For a righteous man falls seven times, and rises again, but the wicked stumble in time of calamity-Proverbs 24:16

     If they'd just waited one more day.

     William Dunn, Capt. O.G. Howland and his brother Seneca, were fed up.  For ninety days they fought the Colorado River with the John Wesley Powell expedition, exploring and charting the river that forged the heart of the Grand Canyon.  At first the excitement of the journey was enough to motivate the trio to stick out the trials, but day by day their enthusiasm waned. 

     They were tired of the unexpected rapids, those boulder-strewn spots in the river where their tranquil float became a life-threatening dash; where the only thing they could do was hold on.  Steering was useless; the river had its own course charted, and boats in that spot would go where it wanted, regardless of how the riders felt.  They were also fed up with the frequent portages, places where they couldn't float but instead had to carry the boats and supplies overland themselves.

     On August 28, the expedition faced what looked to be the toughest rapids yet.  By now the canyon walls were so steep even portage wasn't an option.  They would have to shoot those rapids or abandon the trek. 

     Enough was enough, the elder Howland decided, and on August 28 he took his younger brother and William Dunn and hiked out of the canyon.  One version of the story suggests the younger Howland pleaded to stay, but the elder brother would have none of it. 

     So, Powell and the rest of the expedition climbed back into the boats, and in mere minutes were through the rapids to safety.  Less than a day later, they emerged from the Grand Canyon triumphant.

     Shortly after leaving the Canyon, the Howlands and Dunn were killed, some say by religious zealots in Mormon country, others say by natives to the area who mistook them for another trio of criminals.  The place where the Howlands left the Powell party is now called Separation Canyon, a haunting name for something so close to a happy ending

     History records with sad perspective this tragic turn of events, always with the same wistful words.If only the three had waited through one more trial. 

     Surely there are days when our work lives feel like that first expedition up the canyon.  The thrill of the tasks at hand yield to the hard work those tasks demand.  Difficult people make the trek less pleasant than it could be, and competition often makes it less fruitful, too.   The portages are too frequent, those seasons in our lives where unemployment or failure make us pack our stuff and hike through deserts to the next available place to lay in our boats.  We're so busy doing the urgent that the really important slips on downstream ahead of us.  We wonder how our work could matter to God when we feel like it doesn't matter to us.

     It's the moments when the workplace journey isn't fun that separate the faithful from the flighty.  God doesn't want us hiking out of the canyons to find some softer place to serve Him.  He wants us to serve right where we are, right now.  Accountants and laborers, tax collectors and customer service reps.  Even programmers-turned-pizza-delivery-guys-just-to-pay-the-bills.  God expects us to trust Him in the hard days like we praise Him in the fun ones.  Not just because it's good for us, but because it's good for those around us, watching to see if our faith really means something at crunch time. 

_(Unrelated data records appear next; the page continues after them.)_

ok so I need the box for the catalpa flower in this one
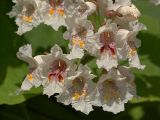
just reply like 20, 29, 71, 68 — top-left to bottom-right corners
64, 18, 97, 59
12, 0, 145, 115
112, 4, 141, 29
127, 32, 145, 69
8, 0, 43, 35
92, 66, 136, 114
17, 44, 44, 90
95, 20, 118, 71
57, 65, 96, 114
129, 20, 147, 32
98, 0, 131, 16
106, 0, 131, 12
40, 0, 66, 31
116, 4, 141, 21
116, 23, 145, 69
64, 0, 96, 20
40, 45, 75, 97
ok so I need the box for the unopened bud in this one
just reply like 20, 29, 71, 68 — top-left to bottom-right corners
117, 4, 141, 20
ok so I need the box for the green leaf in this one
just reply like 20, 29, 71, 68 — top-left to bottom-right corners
131, 1, 160, 102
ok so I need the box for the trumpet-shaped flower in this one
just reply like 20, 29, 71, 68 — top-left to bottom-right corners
57, 65, 96, 114
17, 44, 44, 90
98, 0, 131, 15
39, 0, 66, 31
116, 23, 146, 69
64, 0, 96, 20
112, 4, 141, 29
8, 0, 43, 35
95, 20, 118, 71
92, 66, 136, 114
64, 18, 97, 59
40, 45, 75, 97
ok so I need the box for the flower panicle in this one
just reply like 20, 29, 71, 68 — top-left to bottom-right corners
10, 0, 147, 115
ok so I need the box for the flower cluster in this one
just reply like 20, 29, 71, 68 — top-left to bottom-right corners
9, 0, 146, 114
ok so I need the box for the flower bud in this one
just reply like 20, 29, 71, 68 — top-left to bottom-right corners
117, 4, 141, 20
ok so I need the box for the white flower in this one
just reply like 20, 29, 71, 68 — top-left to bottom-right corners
116, 28, 145, 69
98, 0, 131, 15
17, 44, 44, 90
127, 32, 145, 69
107, 0, 131, 11
7, 0, 43, 35
92, 66, 136, 114
129, 20, 147, 32
116, 4, 140, 21
100, 1, 140, 29
64, 18, 96, 59
115, 29, 130, 60
106, 4, 141, 30
95, 20, 118, 71
40, 45, 75, 97
113, 4, 141, 30
39, 0, 66, 31
57, 65, 96, 115
64, 0, 96, 20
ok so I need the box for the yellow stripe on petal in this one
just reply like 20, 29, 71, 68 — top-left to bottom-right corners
27, 73, 33, 81
57, 8, 64, 16
72, 92, 81, 101
23, 16, 33, 23
72, 90, 87, 101
72, 38, 85, 48
49, 8, 55, 15
129, 48, 136, 56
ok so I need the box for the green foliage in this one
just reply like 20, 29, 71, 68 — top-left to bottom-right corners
131, 0, 160, 103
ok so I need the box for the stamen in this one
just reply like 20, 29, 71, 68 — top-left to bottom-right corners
100, 31, 114, 45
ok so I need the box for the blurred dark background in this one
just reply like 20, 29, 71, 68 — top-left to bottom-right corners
0, 0, 160, 120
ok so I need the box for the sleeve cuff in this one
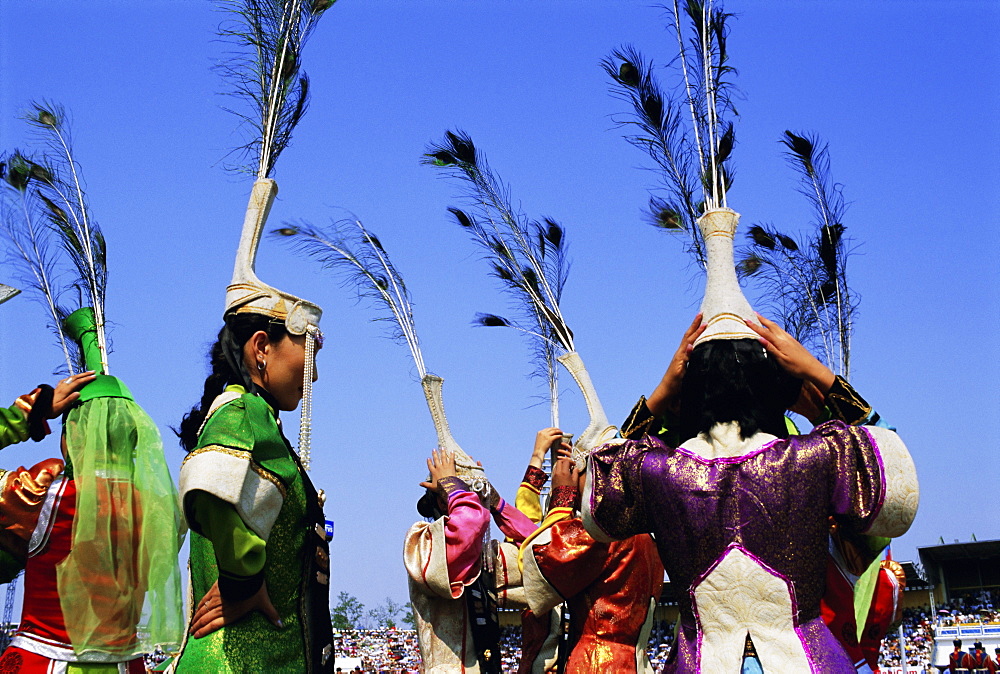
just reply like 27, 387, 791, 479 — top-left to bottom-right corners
438, 476, 471, 497
825, 376, 877, 426
549, 485, 578, 510
217, 569, 264, 602
522, 465, 548, 491
621, 396, 657, 440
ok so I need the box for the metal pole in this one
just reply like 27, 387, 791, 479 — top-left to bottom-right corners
898, 622, 906, 673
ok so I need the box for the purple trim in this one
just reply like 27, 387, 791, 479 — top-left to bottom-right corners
674, 437, 781, 466
439, 476, 471, 498
859, 425, 888, 533
689, 542, 818, 673
796, 622, 819, 674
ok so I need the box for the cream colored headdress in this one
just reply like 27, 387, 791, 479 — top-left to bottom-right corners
226, 177, 323, 469
226, 178, 322, 334
421, 375, 490, 494
695, 208, 759, 345
557, 352, 620, 471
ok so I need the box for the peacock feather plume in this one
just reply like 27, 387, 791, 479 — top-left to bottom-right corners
738, 131, 857, 377
604, 0, 738, 268
273, 218, 427, 378
0, 103, 108, 375
424, 130, 573, 427
216, 0, 334, 178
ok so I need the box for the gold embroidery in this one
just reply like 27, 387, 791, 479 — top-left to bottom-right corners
705, 312, 748, 326
182, 444, 251, 466
249, 463, 287, 498
182, 445, 287, 498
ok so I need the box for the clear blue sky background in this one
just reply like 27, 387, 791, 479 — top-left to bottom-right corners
0, 1, 997, 615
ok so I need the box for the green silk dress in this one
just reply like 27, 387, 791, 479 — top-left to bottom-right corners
175, 386, 333, 673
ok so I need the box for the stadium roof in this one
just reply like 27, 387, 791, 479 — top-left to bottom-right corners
918, 539, 1000, 597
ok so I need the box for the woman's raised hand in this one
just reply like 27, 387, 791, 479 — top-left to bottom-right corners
551, 456, 579, 491
530, 427, 567, 469
419, 449, 458, 492
51, 371, 97, 417
647, 313, 706, 415
745, 314, 835, 393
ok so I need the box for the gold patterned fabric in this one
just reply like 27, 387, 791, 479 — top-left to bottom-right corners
527, 518, 662, 673
583, 421, 918, 672
175, 391, 332, 673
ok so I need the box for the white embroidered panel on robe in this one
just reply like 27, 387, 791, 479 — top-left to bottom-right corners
692, 545, 811, 673
521, 526, 565, 615
864, 426, 918, 538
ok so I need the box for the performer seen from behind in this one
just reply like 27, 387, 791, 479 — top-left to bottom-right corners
517, 448, 663, 673
582, 208, 918, 672
406, 449, 526, 673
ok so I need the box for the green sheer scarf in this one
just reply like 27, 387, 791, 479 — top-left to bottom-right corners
57, 397, 184, 656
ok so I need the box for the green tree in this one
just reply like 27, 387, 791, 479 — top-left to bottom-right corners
368, 596, 406, 629
401, 605, 415, 629
330, 591, 366, 630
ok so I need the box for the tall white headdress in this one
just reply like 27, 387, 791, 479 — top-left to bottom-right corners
216, 0, 334, 469
225, 178, 322, 469
695, 208, 759, 345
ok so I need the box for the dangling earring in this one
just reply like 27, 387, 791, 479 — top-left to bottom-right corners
257, 361, 266, 372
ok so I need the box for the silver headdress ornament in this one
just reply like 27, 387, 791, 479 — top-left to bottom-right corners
695, 208, 759, 345
225, 178, 323, 469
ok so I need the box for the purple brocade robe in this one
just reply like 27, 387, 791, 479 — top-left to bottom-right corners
582, 420, 918, 674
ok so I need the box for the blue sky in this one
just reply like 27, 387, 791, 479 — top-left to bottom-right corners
1, 1, 997, 613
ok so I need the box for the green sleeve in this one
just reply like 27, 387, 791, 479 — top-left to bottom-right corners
0, 404, 29, 450
189, 490, 266, 578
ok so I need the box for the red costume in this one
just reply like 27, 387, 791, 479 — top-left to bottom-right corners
821, 552, 905, 672
951, 646, 969, 672
962, 646, 997, 673
520, 483, 663, 674
0, 462, 146, 672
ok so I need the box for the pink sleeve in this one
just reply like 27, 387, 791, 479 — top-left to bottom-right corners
444, 489, 491, 589
492, 498, 538, 544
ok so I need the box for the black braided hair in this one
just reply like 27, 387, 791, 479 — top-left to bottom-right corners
176, 313, 287, 451
678, 338, 802, 442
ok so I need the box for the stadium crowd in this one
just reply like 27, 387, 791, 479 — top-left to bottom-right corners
875, 591, 1000, 672
325, 595, 1000, 673
329, 622, 678, 673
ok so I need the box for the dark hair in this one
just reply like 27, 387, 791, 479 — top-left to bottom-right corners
176, 313, 287, 451
678, 338, 802, 442
416, 490, 442, 519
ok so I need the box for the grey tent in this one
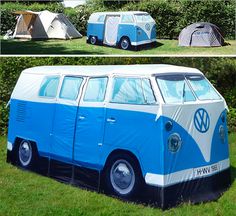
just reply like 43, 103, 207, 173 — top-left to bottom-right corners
179, 22, 224, 47
13, 10, 82, 39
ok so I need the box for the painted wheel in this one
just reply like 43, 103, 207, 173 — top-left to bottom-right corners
110, 159, 135, 195
90, 36, 97, 45
18, 140, 35, 168
120, 37, 131, 50
105, 154, 143, 198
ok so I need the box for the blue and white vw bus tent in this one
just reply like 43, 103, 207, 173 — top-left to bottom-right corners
7, 65, 231, 208
87, 11, 156, 50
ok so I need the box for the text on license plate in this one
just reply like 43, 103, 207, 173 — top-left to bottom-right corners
194, 163, 219, 178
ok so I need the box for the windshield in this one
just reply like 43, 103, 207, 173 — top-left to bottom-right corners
156, 74, 222, 104
156, 75, 195, 103
186, 75, 221, 100
135, 14, 154, 22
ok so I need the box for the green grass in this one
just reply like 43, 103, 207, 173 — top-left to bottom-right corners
1, 37, 235, 55
0, 134, 236, 215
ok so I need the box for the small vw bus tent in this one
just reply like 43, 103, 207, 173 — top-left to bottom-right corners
179, 22, 224, 47
13, 10, 82, 39
7, 65, 231, 209
87, 11, 156, 50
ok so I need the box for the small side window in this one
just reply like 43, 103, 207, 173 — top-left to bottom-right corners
39, 76, 59, 98
84, 77, 108, 102
121, 15, 134, 23
60, 76, 83, 100
111, 77, 156, 105
97, 15, 105, 23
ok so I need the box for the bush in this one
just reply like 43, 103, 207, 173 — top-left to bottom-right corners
64, 6, 94, 36
176, 0, 236, 40
228, 107, 236, 133
1, 0, 235, 39
122, 0, 180, 39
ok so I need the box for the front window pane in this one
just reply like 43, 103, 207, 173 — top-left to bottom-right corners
186, 75, 221, 100
39, 76, 59, 98
84, 77, 108, 102
60, 76, 83, 100
156, 75, 195, 103
111, 77, 156, 105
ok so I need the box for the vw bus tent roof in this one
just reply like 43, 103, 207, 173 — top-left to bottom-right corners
88, 11, 148, 22
20, 64, 202, 76
178, 22, 224, 47
13, 10, 82, 39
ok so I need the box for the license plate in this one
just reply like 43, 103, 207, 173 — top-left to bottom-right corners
194, 163, 219, 178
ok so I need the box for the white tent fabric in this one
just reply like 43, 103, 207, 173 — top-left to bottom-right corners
103, 15, 120, 46
13, 10, 82, 39
178, 22, 224, 47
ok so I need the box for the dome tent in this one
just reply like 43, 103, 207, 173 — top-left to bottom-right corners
178, 22, 224, 47
13, 10, 82, 40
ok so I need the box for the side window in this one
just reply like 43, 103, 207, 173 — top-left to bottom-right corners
97, 15, 105, 22
59, 76, 83, 100
84, 77, 108, 102
121, 15, 134, 23
39, 76, 59, 98
111, 77, 156, 105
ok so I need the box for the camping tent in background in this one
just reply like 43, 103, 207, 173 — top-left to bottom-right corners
178, 22, 224, 47
13, 10, 82, 40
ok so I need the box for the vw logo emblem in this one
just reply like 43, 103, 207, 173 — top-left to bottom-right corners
194, 108, 210, 133
145, 23, 151, 31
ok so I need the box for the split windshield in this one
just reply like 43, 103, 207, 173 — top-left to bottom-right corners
186, 75, 221, 100
135, 14, 154, 22
156, 74, 221, 103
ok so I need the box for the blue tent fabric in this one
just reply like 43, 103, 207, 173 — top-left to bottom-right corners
6, 65, 231, 209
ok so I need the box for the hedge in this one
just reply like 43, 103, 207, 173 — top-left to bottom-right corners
1, 0, 235, 39
0, 57, 235, 135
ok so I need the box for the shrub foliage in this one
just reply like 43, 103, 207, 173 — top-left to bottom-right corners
1, 0, 235, 39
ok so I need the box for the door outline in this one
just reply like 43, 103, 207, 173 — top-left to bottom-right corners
73, 76, 109, 167
50, 75, 87, 162
103, 15, 120, 46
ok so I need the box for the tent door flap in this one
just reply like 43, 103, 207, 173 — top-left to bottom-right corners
103, 15, 120, 46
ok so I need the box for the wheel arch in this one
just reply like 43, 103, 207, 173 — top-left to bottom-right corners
13, 137, 39, 167
102, 148, 144, 177
13, 137, 38, 154
119, 35, 131, 44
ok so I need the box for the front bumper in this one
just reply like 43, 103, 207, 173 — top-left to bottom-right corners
142, 167, 231, 209
131, 39, 157, 46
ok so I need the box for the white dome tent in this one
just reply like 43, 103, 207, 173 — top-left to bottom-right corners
179, 22, 224, 47
13, 10, 82, 40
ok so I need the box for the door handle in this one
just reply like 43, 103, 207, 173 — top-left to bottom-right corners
78, 116, 85, 120
107, 118, 116, 123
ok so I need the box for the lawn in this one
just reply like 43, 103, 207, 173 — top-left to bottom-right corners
1, 37, 235, 55
0, 134, 236, 216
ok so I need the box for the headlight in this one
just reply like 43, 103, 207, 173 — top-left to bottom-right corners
168, 133, 182, 153
219, 125, 225, 143
221, 113, 225, 123
165, 121, 173, 131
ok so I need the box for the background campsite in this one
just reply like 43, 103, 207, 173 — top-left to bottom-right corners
0, 57, 236, 215
1, 0, 235, 55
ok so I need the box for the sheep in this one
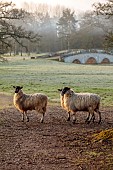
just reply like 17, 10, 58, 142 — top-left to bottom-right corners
13, 86, 48, 123
58, 87, 101, 124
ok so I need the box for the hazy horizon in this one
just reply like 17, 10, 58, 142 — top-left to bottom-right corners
4, 0, 107, 12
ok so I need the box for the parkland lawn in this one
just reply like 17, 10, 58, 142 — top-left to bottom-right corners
0, 56, 113, 106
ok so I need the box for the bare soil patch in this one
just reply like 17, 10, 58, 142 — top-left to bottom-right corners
0, 95, 113, 170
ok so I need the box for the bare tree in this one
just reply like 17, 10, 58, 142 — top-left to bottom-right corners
0, 1, 40, 54
93, 0, 113, 50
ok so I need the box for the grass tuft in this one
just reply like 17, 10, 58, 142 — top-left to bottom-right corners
92, 128, 113, 143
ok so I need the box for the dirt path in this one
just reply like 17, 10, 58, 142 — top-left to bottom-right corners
0, 101, 113, 169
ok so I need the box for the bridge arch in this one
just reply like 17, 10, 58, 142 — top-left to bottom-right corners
85, 57, 97, 64
73, 59, 81, 64
101, 58, 110, 64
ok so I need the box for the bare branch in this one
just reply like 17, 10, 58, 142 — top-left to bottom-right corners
0, 1, 40, 53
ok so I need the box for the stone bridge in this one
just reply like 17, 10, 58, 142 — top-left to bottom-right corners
60, 53, 113, 64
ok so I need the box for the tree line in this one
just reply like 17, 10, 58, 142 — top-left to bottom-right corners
0, 0, 113, 55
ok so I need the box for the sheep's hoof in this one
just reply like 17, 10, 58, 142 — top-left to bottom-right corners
40, 119, 44, 123
72, 120, 76, 124
27, 117, 29, 122
98, 120, 101, 124
86, 120, 90, 124
22, 118, 24, 122
85, 119, 89, 123
67, 117, 70, 121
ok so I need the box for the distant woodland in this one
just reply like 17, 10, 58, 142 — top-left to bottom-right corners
0, 0, 113, 55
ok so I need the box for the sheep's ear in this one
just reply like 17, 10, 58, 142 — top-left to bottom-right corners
20, 86, 23, 89
58, 89, 62, 92
13, 86, 16, 88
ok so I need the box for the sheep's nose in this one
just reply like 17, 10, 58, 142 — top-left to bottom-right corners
61, 92, 64, 96
15, 89, 19, 93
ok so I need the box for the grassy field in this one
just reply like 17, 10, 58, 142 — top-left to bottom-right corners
0, 56, 113, 106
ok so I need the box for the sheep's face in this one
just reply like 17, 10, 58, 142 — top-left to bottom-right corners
58, 87, 70, 96
13, 86, 23, 93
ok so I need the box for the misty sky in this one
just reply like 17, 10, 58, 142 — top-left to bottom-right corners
8, 0, 107, 11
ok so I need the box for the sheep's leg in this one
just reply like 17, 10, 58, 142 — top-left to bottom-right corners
85, 112, 90, 123
89, 112, 95, 123
40, 112, 45, 123
26, 114, 29, 122
94, 108, 101, 124
92, 113, 95, 123
24, 111, 29, 122
96, 110, 101, 124
67, 111, 71, 121
87, 109, 94, 124
72, 112, 76, 124
22, 113, 24, 122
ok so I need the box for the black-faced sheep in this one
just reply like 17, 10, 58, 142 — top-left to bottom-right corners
58, 87, 101, 124
13, 86, 48, 123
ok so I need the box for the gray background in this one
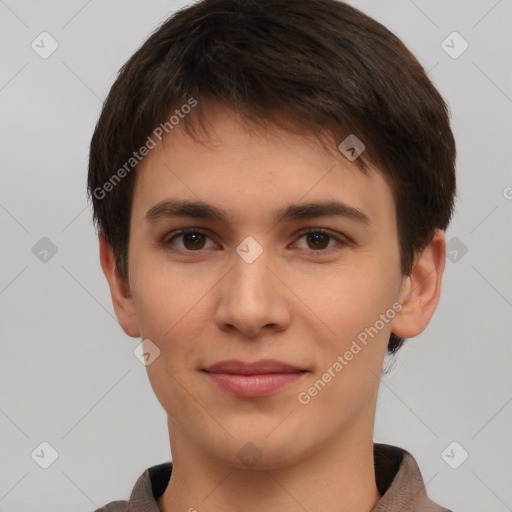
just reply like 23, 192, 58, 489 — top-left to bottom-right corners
1, 1, 511, 511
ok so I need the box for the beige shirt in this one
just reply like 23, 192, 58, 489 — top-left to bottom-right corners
94, 443, 453, 511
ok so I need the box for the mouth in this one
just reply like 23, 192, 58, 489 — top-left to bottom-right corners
202, 359, 308, 397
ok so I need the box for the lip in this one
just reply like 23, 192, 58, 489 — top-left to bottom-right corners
202, 359, 307, 397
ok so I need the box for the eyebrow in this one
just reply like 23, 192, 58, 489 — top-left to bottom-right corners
145, 199, 370, 225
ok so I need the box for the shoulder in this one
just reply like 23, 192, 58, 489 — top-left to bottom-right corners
93, 462, 172, 512
373, 443, 454, 512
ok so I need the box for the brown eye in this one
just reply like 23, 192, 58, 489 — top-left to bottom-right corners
165, 229, 215, 251
181, 232, 206, 250
293, 229, 349, 254
305, 232, 331, 250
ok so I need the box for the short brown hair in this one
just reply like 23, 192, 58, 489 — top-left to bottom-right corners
87, 0, 456, 353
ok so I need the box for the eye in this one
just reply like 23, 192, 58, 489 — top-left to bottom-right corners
293, 228, 348, 253
164, 228, 216, 251
163, 227, 349, 254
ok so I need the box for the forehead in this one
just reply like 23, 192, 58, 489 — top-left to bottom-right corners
131, 105, 396, 230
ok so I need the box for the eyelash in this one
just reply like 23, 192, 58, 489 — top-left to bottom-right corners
163, 227, 350, 255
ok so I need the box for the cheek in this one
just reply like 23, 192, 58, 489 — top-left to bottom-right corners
132, 271, 210, 347
297, 258, 400, 339
131, 265, 213, 416
126, 235, 218, 421
295, 266, 398, 418
129, 237, 205, 330
294, 260, 401, 411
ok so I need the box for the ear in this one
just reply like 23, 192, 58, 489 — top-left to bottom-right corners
99, 233, 140, 338
390, 229, 446, 338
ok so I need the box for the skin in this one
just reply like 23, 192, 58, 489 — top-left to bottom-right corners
100, 103, 446, 512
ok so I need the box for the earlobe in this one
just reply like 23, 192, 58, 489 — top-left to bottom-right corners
390, 229, 446, 339
99, 233, 141, 338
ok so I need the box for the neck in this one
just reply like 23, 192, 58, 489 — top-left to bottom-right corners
157, 422, 380, 512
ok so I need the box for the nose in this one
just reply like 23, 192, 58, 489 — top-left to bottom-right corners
214, 244, 292, 339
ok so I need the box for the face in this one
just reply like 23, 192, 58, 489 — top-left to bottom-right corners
113, 104, 417, 469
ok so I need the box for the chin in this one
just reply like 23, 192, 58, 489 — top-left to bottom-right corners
206, 430, 310, 471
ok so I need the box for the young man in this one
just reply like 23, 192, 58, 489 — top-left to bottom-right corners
88, 0, 456, 510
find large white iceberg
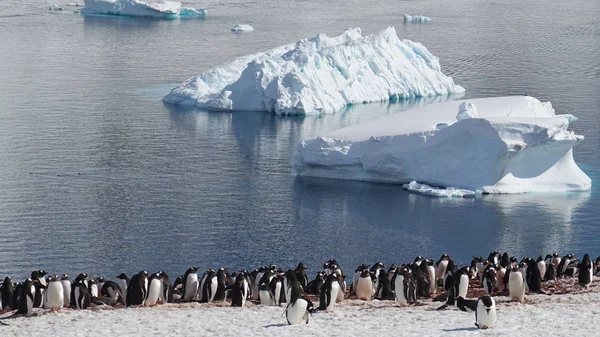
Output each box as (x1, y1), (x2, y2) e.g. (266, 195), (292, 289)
(293, 96), (592, 194)
(82, 0), (206, 18)
(163, 27), (464, 115)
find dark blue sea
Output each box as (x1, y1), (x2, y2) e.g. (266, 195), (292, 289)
(0, 0), (598, 279)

     We have an advantage the trio with Powell didn't.  We know how the story ends.  Even if this life is eighty years of misery, the next eighty billion years are marked by unmarred, tranquil, joyful moments with God.  Fixing our eyes on how the story ends is sometimes the only way to get through the portages and rapids.  It's also sometimes the only way people watching us learn about faith.

    Lord, let the troubles of our journey never cause us to take our eyes off of You; and may the decisions we make and the actions we take in the midst of those troubles help others to see in whom we place our trust. And grant us the ability to see others as You see them, with eyes of compassion and hands outstretched...keeping them close to a place where they too might one day trust in You.